Open 0sorkon opened 3 months ago
hmm, I had the same issue https://github.com/apache/cloudstack/pull/8530#issuecomment-2164723505 @vishesh92 is looking into it
@weizhouapache , the only known workaround is wait for 3600 seconds? Or is there something else we can do?
@weizhouapache , the only known workaround is wait for 3600 seconds? Or is there something else we can do?
restarting cloudstack-agent did not help (apparently). I remember I have restarted cloudstack-management service which did not help either
maybe restarting mysql/mariadb is an option... (faster than waiting 1 hour)
We had a similar issue in our one of our smoke tests.

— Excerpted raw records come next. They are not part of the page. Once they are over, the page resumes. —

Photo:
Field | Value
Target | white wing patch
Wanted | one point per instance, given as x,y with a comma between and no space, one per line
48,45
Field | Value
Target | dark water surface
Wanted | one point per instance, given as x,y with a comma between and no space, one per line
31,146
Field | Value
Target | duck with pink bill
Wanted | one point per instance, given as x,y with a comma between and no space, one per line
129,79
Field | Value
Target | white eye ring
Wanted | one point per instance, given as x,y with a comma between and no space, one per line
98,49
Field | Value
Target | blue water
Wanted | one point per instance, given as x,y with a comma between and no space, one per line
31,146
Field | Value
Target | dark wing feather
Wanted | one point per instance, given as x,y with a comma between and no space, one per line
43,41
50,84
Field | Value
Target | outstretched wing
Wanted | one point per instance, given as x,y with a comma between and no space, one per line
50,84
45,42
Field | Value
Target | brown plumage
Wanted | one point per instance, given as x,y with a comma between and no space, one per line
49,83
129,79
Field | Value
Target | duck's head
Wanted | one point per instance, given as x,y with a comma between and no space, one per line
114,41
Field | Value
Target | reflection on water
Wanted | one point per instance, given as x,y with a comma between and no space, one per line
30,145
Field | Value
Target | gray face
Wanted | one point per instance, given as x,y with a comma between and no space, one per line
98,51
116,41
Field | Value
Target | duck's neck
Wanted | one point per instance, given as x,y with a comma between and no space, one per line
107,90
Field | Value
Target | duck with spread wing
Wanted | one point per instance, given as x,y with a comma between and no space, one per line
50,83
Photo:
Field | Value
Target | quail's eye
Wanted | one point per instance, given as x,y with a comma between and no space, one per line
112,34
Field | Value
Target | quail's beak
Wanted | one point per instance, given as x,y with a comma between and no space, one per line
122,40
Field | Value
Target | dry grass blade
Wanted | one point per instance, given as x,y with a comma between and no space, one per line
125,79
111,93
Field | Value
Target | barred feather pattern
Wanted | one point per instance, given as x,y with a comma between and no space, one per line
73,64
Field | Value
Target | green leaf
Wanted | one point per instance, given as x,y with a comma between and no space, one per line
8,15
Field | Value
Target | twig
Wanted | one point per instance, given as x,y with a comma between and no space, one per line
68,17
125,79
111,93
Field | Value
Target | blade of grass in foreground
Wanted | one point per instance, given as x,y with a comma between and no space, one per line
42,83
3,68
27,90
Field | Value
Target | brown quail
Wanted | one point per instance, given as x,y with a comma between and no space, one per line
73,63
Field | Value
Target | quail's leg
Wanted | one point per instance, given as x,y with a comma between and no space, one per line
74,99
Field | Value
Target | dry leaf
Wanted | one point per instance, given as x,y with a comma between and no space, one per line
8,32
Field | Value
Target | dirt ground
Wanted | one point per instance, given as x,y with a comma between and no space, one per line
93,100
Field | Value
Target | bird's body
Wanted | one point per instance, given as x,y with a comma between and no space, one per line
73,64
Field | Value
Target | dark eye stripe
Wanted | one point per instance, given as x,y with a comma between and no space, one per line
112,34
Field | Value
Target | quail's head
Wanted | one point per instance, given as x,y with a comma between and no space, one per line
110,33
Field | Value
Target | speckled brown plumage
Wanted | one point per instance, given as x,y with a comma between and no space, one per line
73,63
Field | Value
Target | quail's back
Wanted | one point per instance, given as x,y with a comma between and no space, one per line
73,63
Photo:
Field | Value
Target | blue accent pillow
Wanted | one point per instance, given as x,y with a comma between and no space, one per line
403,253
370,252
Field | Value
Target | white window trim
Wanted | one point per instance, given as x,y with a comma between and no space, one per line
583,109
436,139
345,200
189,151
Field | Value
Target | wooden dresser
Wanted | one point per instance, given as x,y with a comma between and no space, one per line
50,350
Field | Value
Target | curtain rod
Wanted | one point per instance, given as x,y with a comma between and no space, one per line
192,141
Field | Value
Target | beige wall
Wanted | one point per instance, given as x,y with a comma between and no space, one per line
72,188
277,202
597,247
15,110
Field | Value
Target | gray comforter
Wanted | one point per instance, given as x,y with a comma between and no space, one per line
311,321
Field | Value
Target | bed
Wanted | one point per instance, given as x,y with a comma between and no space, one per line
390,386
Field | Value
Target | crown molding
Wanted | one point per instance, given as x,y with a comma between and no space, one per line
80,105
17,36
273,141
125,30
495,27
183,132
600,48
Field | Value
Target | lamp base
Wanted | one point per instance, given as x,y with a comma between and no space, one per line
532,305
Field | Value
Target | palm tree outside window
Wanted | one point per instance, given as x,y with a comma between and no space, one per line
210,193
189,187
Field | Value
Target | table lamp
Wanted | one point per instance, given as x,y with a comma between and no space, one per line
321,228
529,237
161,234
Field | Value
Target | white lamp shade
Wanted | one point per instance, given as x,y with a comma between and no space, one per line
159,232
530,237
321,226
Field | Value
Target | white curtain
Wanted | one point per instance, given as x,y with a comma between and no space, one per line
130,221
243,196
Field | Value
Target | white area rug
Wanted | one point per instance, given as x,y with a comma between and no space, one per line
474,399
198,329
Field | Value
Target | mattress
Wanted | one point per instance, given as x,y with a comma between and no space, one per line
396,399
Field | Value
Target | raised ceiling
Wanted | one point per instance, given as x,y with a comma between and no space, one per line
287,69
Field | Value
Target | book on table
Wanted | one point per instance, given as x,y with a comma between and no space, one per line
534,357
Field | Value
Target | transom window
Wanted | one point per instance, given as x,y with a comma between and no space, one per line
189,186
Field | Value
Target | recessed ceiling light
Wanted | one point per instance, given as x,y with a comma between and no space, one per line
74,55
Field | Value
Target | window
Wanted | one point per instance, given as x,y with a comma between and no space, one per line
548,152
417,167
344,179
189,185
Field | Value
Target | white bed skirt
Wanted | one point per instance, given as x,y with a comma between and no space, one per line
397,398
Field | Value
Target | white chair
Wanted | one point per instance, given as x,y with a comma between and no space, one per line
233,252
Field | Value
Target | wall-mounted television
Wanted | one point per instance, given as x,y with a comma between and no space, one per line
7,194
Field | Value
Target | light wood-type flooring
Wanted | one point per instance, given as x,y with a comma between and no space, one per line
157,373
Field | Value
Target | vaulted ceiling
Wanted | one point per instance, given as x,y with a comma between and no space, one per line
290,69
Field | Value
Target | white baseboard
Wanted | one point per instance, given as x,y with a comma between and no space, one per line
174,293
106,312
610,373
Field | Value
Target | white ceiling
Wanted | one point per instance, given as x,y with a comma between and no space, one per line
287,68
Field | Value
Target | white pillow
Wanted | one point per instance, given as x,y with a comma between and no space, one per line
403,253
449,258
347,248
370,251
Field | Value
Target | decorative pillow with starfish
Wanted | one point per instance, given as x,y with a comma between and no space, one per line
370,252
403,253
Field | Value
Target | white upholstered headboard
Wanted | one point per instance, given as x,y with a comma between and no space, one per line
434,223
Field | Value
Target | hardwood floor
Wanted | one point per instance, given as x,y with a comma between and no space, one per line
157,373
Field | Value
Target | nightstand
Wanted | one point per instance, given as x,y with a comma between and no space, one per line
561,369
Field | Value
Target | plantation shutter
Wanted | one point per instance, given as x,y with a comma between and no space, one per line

I created this PR https://github.com/apache/cloudstack/pull/8502 to fix it.
@weizhouapache do you think it could be the same issue?
We had a similar issue in our one of our smoke tests. I created this PR https://github.com/apache/cloudstack/pull/8502 to fix it.
@weizhouapache do you think it could be the same issue?
Could be same or similar My env has included the fix. I will check the logs
I may have found the source of the problem. My installation uses linstror as the primary storage. And communication with linstro-controller is configured via ssl. A certificate is generated on the controller:
keytool -keyalg rsa -keysize 2048 -genkey -validity 9999 -keystore /var/lib/linstor/cert/keystore_linstor.jks -alias linstor_controller -dname "CN=storage-controller.local, OU=SecureUnit, O=Mycompany, L=Mars, ST=Stratos, C=IT"
this certificate is written to the config:
keystore = "/var/lib/linstor/cert/keystore_linstor.jks"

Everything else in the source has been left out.